Johns Hopkins panel: Antibiotic use in livestock a public safety risk

Panel says FDA has not done enough to prevent antibiotic overuse

Cows wait to be milked at a farm in Escalon, Calif. in 2009.
Justin Sullivan/Getty Images

A panel convened by Johns Hopkins University to assess antibiotic use in livestock has warned that the United States faces unnecessary public health risks because of the too-frequent use of antibiotics in chickens, cows and pigs, as well as the Food and Drug Administration’s alleged lack of action on the issue.

"Meaningful change is unlikely in the future," the 14-member panel concluded in a report that was released Tuesday and quickly drew protests from livestock industry groups.

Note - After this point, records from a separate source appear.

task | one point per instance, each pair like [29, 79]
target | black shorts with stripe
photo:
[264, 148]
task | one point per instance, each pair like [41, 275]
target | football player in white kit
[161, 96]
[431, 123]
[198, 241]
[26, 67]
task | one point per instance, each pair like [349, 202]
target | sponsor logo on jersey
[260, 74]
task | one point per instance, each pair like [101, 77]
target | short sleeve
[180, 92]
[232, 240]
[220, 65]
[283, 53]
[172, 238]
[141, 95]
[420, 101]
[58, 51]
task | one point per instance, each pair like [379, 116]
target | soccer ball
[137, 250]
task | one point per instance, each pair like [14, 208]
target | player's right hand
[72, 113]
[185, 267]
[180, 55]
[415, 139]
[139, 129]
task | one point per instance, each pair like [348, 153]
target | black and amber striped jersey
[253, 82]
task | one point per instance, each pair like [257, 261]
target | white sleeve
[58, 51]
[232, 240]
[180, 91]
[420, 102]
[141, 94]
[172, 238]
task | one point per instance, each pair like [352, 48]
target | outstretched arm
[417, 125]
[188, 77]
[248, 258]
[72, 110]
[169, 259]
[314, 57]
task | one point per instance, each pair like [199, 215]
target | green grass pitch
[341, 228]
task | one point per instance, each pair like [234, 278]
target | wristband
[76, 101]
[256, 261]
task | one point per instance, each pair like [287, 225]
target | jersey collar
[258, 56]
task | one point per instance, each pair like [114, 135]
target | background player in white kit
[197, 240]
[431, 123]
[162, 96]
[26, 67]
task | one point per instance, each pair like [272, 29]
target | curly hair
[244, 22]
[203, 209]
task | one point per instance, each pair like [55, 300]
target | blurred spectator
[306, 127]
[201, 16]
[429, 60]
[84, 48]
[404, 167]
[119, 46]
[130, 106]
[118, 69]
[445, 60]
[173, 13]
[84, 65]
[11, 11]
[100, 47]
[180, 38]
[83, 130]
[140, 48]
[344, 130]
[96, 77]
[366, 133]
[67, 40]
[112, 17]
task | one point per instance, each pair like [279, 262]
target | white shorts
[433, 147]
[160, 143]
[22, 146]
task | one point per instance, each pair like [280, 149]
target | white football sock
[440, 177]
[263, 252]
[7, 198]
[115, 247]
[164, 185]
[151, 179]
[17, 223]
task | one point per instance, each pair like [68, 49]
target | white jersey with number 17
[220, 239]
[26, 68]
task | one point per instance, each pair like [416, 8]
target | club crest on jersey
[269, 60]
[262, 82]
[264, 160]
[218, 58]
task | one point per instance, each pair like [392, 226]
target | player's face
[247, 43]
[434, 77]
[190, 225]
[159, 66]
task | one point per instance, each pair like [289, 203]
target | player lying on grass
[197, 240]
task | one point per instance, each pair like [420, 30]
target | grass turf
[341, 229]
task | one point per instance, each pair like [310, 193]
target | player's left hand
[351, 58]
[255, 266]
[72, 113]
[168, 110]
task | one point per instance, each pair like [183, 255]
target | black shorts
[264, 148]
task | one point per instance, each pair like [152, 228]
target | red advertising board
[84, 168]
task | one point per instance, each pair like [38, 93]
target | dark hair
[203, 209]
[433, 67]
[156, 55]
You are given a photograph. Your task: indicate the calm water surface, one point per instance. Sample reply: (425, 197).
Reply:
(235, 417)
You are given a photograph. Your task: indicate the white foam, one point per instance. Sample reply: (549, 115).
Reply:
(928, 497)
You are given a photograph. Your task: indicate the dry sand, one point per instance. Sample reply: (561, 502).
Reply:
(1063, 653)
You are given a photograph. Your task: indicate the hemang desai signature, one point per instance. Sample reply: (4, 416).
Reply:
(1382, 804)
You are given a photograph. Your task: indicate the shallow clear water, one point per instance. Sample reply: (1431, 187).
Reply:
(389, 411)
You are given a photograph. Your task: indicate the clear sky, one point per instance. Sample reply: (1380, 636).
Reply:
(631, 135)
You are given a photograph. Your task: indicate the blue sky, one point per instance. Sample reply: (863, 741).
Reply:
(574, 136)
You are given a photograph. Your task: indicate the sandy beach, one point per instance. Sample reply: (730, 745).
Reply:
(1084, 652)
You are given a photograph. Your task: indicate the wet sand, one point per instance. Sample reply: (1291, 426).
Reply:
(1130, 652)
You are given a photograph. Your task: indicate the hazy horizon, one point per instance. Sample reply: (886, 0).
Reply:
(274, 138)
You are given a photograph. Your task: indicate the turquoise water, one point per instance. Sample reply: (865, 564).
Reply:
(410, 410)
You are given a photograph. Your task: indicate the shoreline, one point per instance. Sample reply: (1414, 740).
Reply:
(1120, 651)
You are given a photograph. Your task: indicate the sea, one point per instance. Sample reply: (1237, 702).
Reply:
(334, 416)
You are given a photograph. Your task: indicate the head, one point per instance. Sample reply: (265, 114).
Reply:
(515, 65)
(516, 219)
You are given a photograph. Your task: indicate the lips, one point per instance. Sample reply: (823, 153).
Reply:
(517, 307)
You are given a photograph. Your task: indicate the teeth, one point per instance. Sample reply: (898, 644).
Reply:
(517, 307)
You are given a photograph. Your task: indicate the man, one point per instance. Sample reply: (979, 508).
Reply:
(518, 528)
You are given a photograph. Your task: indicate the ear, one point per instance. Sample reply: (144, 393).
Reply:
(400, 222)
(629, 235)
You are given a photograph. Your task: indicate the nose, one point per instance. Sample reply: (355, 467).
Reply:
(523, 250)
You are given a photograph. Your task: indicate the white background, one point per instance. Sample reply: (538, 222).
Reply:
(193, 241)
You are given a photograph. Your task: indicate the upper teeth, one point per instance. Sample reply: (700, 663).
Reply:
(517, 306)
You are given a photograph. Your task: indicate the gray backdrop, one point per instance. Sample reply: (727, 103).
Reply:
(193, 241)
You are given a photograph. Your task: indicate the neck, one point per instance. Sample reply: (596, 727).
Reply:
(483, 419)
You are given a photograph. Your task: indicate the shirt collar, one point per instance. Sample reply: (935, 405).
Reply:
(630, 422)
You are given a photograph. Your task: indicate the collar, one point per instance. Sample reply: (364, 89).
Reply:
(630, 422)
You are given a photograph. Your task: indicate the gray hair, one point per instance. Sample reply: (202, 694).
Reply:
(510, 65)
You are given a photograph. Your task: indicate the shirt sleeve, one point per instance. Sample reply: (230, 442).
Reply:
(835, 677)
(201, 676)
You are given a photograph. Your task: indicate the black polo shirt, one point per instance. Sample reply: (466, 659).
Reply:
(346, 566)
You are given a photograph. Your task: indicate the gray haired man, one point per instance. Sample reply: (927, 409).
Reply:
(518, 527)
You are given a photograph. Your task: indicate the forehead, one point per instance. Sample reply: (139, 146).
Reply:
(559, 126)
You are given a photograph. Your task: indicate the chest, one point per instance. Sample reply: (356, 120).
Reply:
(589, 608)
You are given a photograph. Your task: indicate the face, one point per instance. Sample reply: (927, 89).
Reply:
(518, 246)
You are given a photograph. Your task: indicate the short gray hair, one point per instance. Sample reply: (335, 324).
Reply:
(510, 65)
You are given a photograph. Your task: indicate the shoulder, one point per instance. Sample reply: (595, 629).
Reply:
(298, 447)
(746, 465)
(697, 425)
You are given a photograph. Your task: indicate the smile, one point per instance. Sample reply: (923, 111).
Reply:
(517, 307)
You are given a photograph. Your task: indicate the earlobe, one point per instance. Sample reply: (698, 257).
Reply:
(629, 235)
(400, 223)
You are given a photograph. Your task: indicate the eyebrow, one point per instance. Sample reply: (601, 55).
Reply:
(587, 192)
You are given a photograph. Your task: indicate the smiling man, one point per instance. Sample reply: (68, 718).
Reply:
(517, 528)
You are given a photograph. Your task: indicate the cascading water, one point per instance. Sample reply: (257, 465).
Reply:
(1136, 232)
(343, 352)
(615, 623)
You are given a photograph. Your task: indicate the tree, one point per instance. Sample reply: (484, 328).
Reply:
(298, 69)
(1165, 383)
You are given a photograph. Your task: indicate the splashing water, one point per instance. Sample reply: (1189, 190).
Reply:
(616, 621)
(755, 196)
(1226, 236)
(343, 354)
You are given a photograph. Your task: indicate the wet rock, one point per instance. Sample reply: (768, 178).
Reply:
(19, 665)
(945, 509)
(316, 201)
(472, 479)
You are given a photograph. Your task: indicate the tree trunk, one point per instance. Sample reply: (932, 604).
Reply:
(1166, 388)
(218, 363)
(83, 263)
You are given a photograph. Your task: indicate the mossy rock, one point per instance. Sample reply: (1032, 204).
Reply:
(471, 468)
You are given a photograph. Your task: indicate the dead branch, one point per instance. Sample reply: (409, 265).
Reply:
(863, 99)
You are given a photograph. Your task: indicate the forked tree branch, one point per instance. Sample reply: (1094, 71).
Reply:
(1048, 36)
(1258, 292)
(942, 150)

Antibiotics are routinely sprinkled into U.S. cattle, hog and poultry feed to promote growth, and are also used to prevent and treat illness. Agriculture accounts for 80 percent of antibiotic sales, according to the limited records available.

The report’s release came on the fifth anniversary of a landmark 2008 Pew Charitable Trust report that called for livestock producers to stop using antibiotics unless their animals are sick, and to no longer use tiny cages for egg-laying hens. That report claimed that antibiotic overuse would lead to antibiotic resistance within the U.S. population, which could increase the prevalence of illness.

Congressional hearings followed the release of that report, prompting an intense defensive response from the livestock industry.

The new Johns Hopkins report said that "additional scientific evidence has strengthened the case that these (non-therapeutic) uses pose unnecessary and unreasonable public health risks" of allowing bacteria to develop resistance to antibiotics.

"We have even better science to support the recommendations we have made," Mary Wilson, an epidemiologist at Harvard University, said according to Reuters. "We are, in fact, running out of antibiotics. We are seeing infections that are untreatable."

More than 2 million Americans are sickened by antibiotic-resistant infections each year and 23,000 of them die, according to the U.S. Centers for Disease Control and Prevention.

Livestock industry leaders said the new report did not provide a clear link between antibiotic use in livestock and the rise of antibiotic-resistant illness in humans.

Critics of antibiotic use are "just pushing a pre-set agenda," said Scott Hurd, an associate professor at Iowa State University who works on risk assessment.

They tied drug-resistant bacteria strains to overuse of antibiotics by people.

However, Robert Lawrence, director of the Johns Hopkins Center for a Livable Future, which produced the report, blamed "the political power of industrial agriculture" for lack of action on antibiotics and other reforms.

Legislation to expand the U.S. Food and Drug Administration's power over antibiotics use in livestock has stalled repeatedly in Congress.

"Antibiotics were invented to cure sick humans, not to compensate for unsanitary conditions on the farm or fatten animals up so they could sell for more at the market," New York Rep. Louise Slaughter told Reuters.